I reached Austin Bergstrom International Airport at 4:00 a.m. where I met up with the rest of my team from my church. We were setting off on a trip to Cuba where we would be visiting a high school discipleship camp and connecting personally with high school believers in a world completely unlike our own. 


Due to regulations brought about by Cuba’s communist government, my church found it safer to fly though Cancun, Mexico, to Cuba rather than the alternative route through Miami. While Christianity is in some respects tolerated in Cuba, we were told to keep the details of our trip undisclosed as we traveled though Houston and Cancun – which only served as a reminder of the uniqueness of the opportunity my team and I had.

Twenty hours later my team arrived in Havana. The next day was filed with disillusionment and culture shock as my team was led about the streets of Havana by a native Cuban connected with our ministry.
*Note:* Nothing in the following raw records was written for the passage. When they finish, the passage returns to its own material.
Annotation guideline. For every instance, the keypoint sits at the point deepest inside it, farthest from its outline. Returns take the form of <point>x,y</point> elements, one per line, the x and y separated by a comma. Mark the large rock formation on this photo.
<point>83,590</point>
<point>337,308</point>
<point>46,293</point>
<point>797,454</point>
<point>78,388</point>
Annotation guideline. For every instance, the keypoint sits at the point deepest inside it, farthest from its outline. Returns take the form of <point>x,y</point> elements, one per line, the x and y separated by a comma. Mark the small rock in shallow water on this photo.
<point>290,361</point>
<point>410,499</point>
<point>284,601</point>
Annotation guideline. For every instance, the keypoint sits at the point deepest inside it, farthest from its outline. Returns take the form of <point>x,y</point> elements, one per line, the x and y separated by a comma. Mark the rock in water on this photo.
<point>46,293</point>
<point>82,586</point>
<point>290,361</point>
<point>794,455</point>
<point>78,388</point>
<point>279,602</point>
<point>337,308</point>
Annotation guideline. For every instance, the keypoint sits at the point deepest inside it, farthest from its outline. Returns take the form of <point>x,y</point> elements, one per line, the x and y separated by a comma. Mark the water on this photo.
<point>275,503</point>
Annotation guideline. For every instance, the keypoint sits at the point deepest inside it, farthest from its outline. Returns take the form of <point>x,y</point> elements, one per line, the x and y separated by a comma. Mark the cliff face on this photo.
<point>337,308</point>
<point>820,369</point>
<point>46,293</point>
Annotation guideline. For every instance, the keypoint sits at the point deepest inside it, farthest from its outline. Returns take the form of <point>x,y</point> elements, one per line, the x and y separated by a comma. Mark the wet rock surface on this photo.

Havana was a city that appeared to me as though it had been frozen in a state of stagnant existence since the 1950s, with the only measure of the years that had since elapsed being the amount of deterioration overriding the architectural magnificence of the diminishingly vibrant stucco buildings lining every street.  A place like Cuba, isolated geographically by oceans, but more significantly isolated diplomatically by a history of soured relations and trade embargos, was foreign to me living in a world previously presented to me as full of progress and innovation.

Nothing in my encounters in Cuba struck me as familiar to the life I lived back in the U.S., and for that reason the experience was one I’d trade for no other. The remainder of my week in Cuba was spent in a poor village outside of Santa Clara, where the predictable daily routine I had so tightly clung to in the U.S. was a faint memory of the past. 

My new existence at the camp consisted of early mornings, washing dishes, peeling malangas, camp gatherings, and late nights.  But most predominately and what sustained me through it all, the week was marked with experiences that altered my outlook and perception of cultures unlike my own.  For the first time I understood that geographical separation, cultural differences, or language barriers were not able to hinder me from relating to and connecting with other people. In fact, sharing a common faith was enough to bring about an at times unspoken, deep friendship between myself and the Cubans as we engaged in conversations or sung worship songs together.  

It took an experience, one in which I was fully immersed in circumstances and an environment outside the reach of the daily schedules and normalcies that I had so heavily clung to in the U.S., to shatter my false perception that cultural differences were powerful enough to separate and divide.

With the close of the week came the end of our journey, but as my team headed back to Havana and ultimately back to Austin, I knew that this week would leave a legacy in the timeline of my life. I would forever carry the new outlook I accredited to the trip I took to Cuba when I was a somewhat ignorant yet eager teenager.